GST has divided industry down the middle—the big guns are smiling, but small traders are jittery
As the clock ticked to the midnight of June 30 in the run-up to the introduction of the Goods and Services Tax, arguably the biggest economic reform in India in at least 26 years, different parts of the $2 trillion economy reacted differently—some with excitement, others with trepidation. At the Bengaluru head office of US cola major Coca Cola’s bottling arm, Hindustan Coca Cola Beverage (HCCB), the atmosphere was festive. An hour past mid-day on July 1, HCCB raised its first invoice under the new tax regime for a distributor in Karnataka. The firm, like most other big companies in India, had been preparing itself and its business associates for months. A designated team of 100 trainers held more than 70 sessions with its 4,000-odd distributors.

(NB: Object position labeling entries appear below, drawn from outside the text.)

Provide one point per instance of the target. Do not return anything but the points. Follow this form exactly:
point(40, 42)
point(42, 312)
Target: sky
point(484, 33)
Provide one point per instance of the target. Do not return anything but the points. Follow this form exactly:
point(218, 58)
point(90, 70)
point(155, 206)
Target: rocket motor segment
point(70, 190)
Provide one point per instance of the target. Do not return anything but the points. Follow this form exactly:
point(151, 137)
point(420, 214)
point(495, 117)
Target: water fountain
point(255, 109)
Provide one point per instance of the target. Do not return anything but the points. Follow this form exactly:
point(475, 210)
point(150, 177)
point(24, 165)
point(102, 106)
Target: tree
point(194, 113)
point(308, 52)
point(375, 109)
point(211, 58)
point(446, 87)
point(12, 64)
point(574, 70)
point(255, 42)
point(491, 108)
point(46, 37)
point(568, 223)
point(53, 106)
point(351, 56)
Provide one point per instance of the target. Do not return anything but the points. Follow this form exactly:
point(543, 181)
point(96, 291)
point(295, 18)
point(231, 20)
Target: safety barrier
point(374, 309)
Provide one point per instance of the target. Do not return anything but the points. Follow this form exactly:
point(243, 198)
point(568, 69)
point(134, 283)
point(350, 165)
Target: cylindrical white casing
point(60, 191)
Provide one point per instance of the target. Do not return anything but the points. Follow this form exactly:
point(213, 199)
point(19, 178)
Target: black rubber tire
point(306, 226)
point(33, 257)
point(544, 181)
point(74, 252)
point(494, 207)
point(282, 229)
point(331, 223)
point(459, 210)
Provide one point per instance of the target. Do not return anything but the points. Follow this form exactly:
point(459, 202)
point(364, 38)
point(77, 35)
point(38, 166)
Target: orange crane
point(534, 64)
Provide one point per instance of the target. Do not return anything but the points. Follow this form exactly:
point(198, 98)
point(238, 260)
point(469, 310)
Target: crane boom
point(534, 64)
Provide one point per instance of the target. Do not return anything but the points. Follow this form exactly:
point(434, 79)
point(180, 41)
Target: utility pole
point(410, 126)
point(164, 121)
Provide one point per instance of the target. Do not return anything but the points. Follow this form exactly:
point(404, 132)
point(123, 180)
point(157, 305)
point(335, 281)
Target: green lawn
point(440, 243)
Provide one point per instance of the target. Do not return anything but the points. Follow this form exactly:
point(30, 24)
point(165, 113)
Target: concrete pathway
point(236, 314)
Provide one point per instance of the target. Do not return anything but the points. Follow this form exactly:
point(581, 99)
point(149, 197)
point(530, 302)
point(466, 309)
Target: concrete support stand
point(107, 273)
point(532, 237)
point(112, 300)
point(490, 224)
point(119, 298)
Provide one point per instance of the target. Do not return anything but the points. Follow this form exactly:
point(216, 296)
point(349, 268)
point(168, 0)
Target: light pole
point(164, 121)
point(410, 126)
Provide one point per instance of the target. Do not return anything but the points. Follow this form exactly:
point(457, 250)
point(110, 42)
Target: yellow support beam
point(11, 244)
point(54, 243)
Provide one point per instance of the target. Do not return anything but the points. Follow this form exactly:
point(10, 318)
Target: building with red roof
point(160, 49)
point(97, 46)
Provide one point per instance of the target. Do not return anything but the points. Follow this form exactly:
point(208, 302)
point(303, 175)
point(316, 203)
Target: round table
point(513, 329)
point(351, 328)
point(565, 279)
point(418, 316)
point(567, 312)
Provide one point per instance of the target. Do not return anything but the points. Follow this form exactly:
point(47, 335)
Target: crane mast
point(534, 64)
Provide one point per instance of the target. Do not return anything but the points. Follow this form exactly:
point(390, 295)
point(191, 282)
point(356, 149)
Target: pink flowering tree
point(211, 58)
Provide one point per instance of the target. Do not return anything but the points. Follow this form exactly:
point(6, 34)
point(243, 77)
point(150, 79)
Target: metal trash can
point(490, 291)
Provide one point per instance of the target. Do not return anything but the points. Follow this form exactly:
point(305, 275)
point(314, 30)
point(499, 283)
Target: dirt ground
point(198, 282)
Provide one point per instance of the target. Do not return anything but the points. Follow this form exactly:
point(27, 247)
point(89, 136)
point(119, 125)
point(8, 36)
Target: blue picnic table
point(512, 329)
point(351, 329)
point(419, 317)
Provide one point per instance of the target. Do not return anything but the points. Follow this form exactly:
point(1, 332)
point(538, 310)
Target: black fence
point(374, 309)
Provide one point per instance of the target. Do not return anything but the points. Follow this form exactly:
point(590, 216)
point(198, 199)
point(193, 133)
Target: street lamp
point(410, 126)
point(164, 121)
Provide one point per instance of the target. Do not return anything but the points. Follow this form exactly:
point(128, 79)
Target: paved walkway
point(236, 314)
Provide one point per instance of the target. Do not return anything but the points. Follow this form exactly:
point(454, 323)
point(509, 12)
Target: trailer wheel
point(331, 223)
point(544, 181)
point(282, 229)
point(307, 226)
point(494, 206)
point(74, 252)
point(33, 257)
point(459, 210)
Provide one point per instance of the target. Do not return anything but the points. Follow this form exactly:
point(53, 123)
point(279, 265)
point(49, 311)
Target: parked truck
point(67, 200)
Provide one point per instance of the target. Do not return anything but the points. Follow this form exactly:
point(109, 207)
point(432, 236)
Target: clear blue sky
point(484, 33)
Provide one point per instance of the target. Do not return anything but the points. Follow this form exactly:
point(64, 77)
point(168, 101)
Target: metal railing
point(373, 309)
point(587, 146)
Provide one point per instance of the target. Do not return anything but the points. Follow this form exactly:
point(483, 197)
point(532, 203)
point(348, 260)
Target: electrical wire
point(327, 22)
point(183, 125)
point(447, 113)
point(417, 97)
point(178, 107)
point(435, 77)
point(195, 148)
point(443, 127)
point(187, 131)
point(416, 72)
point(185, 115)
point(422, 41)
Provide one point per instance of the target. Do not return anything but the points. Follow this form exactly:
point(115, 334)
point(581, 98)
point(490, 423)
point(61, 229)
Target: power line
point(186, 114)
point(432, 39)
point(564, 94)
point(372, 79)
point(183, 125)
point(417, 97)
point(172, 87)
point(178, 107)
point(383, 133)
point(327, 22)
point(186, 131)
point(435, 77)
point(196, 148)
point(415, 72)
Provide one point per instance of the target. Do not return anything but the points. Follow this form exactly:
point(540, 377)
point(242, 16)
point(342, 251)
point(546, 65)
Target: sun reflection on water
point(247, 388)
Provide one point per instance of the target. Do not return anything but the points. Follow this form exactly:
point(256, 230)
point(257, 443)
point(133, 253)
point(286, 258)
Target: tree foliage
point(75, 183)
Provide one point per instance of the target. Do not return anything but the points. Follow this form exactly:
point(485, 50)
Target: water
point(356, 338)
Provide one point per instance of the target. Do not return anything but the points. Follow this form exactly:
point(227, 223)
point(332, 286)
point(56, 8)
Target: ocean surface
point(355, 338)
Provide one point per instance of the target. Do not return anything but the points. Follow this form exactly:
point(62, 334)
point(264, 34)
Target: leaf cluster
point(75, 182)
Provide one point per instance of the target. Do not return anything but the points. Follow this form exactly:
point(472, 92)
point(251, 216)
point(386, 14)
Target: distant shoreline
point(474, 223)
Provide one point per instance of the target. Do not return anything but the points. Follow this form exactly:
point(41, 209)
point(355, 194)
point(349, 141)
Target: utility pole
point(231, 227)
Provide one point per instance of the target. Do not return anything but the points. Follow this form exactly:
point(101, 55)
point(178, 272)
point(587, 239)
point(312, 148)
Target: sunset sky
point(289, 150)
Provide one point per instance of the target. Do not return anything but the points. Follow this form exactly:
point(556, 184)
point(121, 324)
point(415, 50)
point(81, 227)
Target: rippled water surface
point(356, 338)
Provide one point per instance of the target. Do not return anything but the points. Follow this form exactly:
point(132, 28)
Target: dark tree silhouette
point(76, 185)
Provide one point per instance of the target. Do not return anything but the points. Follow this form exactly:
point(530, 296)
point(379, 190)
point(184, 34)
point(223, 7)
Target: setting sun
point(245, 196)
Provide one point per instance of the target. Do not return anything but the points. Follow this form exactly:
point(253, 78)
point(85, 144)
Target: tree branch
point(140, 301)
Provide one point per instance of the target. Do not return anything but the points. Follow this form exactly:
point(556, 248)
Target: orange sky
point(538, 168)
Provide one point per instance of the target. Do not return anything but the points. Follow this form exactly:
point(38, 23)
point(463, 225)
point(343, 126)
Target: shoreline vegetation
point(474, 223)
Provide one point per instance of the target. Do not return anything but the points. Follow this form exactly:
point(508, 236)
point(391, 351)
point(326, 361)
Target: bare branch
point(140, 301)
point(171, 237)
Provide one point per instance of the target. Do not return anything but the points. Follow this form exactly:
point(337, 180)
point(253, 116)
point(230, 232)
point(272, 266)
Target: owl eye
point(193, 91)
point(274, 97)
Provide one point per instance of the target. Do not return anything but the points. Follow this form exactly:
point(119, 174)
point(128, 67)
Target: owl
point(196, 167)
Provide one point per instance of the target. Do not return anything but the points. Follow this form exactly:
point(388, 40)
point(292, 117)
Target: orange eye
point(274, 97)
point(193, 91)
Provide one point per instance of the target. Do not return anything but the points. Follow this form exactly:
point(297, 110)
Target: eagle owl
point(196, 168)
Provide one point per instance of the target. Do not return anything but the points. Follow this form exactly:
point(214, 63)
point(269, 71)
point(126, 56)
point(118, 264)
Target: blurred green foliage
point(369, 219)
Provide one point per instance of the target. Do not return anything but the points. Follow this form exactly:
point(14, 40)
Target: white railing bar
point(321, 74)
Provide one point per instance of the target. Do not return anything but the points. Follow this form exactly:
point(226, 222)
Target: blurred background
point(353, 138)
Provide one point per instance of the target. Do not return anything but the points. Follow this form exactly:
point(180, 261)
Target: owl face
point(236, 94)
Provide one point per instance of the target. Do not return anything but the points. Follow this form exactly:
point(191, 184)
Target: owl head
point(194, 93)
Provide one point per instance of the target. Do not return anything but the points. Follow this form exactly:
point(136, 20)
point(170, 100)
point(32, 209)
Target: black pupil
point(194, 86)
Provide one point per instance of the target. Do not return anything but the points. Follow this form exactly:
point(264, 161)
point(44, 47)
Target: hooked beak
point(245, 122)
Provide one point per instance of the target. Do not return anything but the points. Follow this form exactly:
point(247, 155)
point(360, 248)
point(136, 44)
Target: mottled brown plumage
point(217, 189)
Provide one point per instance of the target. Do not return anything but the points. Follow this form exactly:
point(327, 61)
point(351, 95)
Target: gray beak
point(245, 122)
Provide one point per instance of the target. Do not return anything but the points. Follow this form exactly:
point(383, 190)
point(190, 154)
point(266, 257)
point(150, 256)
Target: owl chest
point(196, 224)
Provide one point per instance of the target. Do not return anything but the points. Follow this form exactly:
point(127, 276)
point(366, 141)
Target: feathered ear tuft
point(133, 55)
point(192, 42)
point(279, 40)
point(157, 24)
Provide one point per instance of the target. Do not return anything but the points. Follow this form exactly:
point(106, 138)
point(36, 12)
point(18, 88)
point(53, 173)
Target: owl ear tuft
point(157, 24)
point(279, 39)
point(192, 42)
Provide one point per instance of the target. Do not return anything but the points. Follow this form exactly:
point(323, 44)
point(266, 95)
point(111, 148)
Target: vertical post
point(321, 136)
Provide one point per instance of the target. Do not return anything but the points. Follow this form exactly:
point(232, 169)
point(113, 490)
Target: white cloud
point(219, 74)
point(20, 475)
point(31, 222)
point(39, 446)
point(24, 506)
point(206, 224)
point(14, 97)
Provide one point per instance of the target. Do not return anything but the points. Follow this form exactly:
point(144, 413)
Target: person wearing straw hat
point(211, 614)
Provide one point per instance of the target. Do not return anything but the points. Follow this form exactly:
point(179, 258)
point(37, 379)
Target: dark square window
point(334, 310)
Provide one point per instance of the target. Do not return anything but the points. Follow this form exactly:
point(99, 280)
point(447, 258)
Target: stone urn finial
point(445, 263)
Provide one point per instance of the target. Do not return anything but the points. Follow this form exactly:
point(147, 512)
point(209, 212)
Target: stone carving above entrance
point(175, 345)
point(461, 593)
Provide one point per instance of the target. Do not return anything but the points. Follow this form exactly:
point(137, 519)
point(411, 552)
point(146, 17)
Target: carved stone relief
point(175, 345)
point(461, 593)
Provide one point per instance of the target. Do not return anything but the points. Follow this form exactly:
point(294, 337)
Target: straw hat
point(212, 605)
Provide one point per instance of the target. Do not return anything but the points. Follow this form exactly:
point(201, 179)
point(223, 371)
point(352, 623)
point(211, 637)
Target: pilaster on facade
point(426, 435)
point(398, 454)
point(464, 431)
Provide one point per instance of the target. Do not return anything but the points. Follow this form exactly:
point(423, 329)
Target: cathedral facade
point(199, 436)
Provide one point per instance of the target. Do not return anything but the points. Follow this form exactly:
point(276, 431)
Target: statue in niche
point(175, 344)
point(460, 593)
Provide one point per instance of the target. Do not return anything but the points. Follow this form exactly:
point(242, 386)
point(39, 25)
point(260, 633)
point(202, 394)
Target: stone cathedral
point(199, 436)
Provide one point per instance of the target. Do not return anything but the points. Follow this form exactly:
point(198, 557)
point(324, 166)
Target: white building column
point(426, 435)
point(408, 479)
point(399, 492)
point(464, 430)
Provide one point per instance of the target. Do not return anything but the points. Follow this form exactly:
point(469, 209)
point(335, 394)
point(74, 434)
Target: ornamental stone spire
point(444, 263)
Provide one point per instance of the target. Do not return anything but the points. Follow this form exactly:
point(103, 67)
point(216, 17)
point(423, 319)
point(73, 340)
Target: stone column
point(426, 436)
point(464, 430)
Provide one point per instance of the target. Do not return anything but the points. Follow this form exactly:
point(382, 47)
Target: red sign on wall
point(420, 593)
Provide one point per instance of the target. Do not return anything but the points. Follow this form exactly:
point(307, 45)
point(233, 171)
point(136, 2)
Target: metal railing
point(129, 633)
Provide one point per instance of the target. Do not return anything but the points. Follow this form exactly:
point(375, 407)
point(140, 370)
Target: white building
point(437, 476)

GST subsumes nearly 17 taxes and 23 cesses of different kinds levied on goods and services across India by states and union territories. Its benefits far outweigh the transition pangs and cost of efforts that large companies like HCCB have put to make the value chain compliant with the new structure. "You can give any challenge and India can find a way to make it work,” says a beaming Christina Ruggiero, CEO, HCCB, who is only three weeks into her first assignment in India.
At the other end, 53-year-old Darshan Singh, who runs a small textiles and fabric design house in Ludhiana, is staring at a bleak future. Singh buys fabric from mills, processes it, and sells the re-designed fabric to bigger firms. In order to claim input credit, those companies now want Singh to provide them with a digitised GST compliant invoice. Completely at sea with the new structure, he has already seen orders dwindle as some clients have moved away to those already registered with the GST network.